Kagame’s Rwanda is planning a national network of ‘drone ports’. No, really

RASHMEE ROSHAN LALL November 1, 2015

drone-port-planWhen I visited Kigali a few years ago, it was obvious that President Paul Kagame had, to put it politely, a tremendous hold on his country.

This is hardly a contentious statement but if further proof were needed, how about the October 29 vote in the lower house of Rwanda’s parliament to allow Mr Kagame to extend his rule beyond a second term that ends in 2017. He could possibly stay on until 2034.

By then, if Mr Kagame’s government has its way, there will a busy network of ‘drone ports’ that would enable a fleet of unmanned aerial vehicles deliver packages weighing up to 10 kilograms.

Amazon, which has been trying for two years to get permission in the US to set this up, can eat its heart out. Rwanda’s tech guys, according to The Fringe, have set their minds to creating a drone port nation.

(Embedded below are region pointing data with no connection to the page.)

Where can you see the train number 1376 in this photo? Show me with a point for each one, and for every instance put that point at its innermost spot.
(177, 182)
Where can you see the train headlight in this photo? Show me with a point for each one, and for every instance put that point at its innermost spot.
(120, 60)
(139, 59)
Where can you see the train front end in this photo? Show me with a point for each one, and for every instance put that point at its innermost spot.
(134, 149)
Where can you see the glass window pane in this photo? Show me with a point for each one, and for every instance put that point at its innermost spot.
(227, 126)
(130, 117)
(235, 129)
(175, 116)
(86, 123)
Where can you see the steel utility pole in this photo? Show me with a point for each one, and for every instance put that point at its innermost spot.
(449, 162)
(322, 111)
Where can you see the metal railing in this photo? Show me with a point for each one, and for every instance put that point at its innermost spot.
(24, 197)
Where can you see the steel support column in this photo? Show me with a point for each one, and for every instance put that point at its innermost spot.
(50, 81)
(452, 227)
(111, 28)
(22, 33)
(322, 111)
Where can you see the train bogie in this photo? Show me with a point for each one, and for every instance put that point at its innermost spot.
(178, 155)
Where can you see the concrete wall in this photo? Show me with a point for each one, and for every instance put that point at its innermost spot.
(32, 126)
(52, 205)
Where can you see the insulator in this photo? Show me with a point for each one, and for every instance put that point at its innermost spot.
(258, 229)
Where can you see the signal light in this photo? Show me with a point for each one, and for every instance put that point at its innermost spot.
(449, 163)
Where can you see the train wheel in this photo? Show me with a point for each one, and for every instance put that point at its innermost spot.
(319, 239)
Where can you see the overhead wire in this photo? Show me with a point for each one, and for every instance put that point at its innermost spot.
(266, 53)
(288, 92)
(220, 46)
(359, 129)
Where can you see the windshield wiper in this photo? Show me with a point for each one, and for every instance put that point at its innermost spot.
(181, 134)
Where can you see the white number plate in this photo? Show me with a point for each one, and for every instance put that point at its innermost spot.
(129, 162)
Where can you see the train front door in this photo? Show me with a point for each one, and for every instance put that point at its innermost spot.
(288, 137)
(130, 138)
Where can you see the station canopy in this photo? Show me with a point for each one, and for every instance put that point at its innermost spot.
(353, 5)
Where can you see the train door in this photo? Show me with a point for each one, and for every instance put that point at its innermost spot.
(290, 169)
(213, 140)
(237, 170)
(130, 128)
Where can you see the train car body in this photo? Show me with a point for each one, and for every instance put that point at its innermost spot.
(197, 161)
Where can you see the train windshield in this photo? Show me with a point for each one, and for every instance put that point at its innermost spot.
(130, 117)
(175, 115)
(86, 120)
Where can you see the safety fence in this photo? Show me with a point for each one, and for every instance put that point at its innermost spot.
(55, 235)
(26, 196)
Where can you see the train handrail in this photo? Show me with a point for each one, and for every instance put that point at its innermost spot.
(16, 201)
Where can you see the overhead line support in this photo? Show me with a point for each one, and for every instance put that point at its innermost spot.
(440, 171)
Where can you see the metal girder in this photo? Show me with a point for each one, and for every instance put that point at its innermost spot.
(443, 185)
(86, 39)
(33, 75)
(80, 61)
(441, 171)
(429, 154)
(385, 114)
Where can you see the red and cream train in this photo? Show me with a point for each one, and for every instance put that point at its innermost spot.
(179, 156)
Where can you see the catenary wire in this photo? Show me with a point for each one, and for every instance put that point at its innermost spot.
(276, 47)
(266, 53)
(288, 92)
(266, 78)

This is, to be fair, of a piece with some other innovative tech measures taken by the Kagame administration. It’s just finished building a national fiber-optic network and it sponsors a program that provides a laptop to all school-aged children.

But the media watchdog Reporters Without Borders says all the tech in the world cannot set Mr Kagame’s Rwanda free because his ” policy is similar to that of China’s – embracing technology but controlling and censoring it.”